Um ramo da religião cristã hoje vai além de simplesmente
cobrir mulheres. Mulheres estão de fato excluídas de todo o Monte Athos na
Grécia, coberto por monastérios ortodoxos, para que os monges estejam
protegidos de ter que vê-las. Em 2002 essa prática cristã antiga recebeu apoio
influente pela visita, divulgada na mídia, do Príncipe Charles a um monastério
na montanha (Smith, 2004). A montanha tem excluído mulheres desde o século XI e
com o status de uma república teocrática independente pode impor penalidades
legais a quem desafiar o banimento. Charles visitou o lugar diversas vezes
desde morte de sua ex esposa, Diana, e é
dito que ganha ótimo consolo de seu refúgio, um lugar onde as leituras no
refeitório “são frequentemente baseadas no (...) mal causado pelas mulheres com a
queda de Eva” (Smith, 2004, p. 3). A contínua existência dessa zona de exclusão
apesar de tentativas da União Europeia de revogar o banimento é um lembrete dos
valores misóginos que estão na base do cristianismo patriarcal.

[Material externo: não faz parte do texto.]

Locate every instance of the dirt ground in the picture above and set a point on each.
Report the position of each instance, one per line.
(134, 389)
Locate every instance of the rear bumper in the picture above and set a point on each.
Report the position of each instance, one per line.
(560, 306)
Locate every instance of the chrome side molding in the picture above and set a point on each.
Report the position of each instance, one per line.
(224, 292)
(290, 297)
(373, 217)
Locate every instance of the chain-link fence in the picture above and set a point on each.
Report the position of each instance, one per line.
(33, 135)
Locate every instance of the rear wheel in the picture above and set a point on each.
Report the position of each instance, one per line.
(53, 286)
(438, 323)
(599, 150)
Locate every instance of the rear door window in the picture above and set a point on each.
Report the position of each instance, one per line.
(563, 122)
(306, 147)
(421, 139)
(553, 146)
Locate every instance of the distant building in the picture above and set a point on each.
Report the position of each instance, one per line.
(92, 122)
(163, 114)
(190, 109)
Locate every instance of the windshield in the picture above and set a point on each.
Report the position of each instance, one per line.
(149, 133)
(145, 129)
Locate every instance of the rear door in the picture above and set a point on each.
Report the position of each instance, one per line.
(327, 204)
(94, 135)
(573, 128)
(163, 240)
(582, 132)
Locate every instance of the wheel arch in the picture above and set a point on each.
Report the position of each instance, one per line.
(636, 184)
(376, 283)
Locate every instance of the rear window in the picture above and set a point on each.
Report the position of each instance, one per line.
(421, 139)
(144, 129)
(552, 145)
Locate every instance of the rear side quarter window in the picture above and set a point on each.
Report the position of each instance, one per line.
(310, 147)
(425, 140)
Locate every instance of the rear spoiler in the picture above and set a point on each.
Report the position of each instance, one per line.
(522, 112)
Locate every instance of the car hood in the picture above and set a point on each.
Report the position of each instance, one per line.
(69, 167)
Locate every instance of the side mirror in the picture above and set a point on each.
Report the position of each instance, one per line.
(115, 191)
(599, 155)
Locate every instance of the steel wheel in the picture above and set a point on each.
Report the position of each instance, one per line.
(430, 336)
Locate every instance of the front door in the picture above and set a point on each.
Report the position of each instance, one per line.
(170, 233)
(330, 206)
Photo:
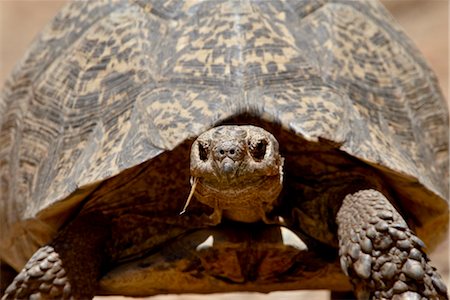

O QUE CONSTITUI UMA PRÁTICA CULTURAL DANOSA?
Eu sugeri neste capítulo que tanto as culturas ocidentais
influenciadas pelo cristianismo quanto as influenciadas pelo islã reforçam
práticas culturais danosas sobre mulheres. Apenas uma determinação para ignorar
as origens políticas, funções e consequências das práticas de beleza ocidentais
permitiriam a crença de que a cultura ocidental é claramente superior nas
liberdades dadas a mulheres em relação à aparência. Considerando que todas as
três culturas religiosas patriarcais originadas no antigo oriente médio
começaram forçando mulheres a se cobrir, isso mudou no ocidente para a
aparentemente muito diferente prescrição para mulheres exercerem seu papel
sexual em espaços públicos. Em algumas áreas do oriente médio e da Ásia onde
cobrir-se foi uma regra desafiada ou está morrendo existe uma reforço renovado
da regra. O resultado final é uma aparentemente divergência cada vez maior
entre as regras de aparência para mulheres no oriente e no ocidente. Ambos os
conjuntos de regras de aparência, entretanto, requerem que mulheres devam ser “diferentes/deferentes”,
e ambos exigem que elas sirvam as necessidades sexuais dos homens, seja
fornecendo excitação sexual ou escondendo os corpos femininos para que homens
não fiquem excitados. Em ambos os casos, é exigido que mulheres satisfaçam as
necessidades masculinas em espaços públicos e não tenham as liberdades que
homens possuem.
O conceito de práticas culturais danosas em relação à
aparência, portanto, não é restrito a culturas não ocidentais. Todas as
práticas culturais ocidentais consideradas neste livro, de maquiagem a
labioplastia, se encaixam no critério para identificação de práticas culturais
danosas. Eu argumento que elas criam papéis estereotipados para os sexos, são
originadas da subordinação da mulher e são para benefício dos homens e
justificadas por tradição. É certamente possível argumentar, como demonstro no
capítulo 6 sobre maquiagem, que mesmo práticas que aparentam ter menos efeito
na saúde de mulheres e meninas, como o uso de batom, podem ser prejudiciais.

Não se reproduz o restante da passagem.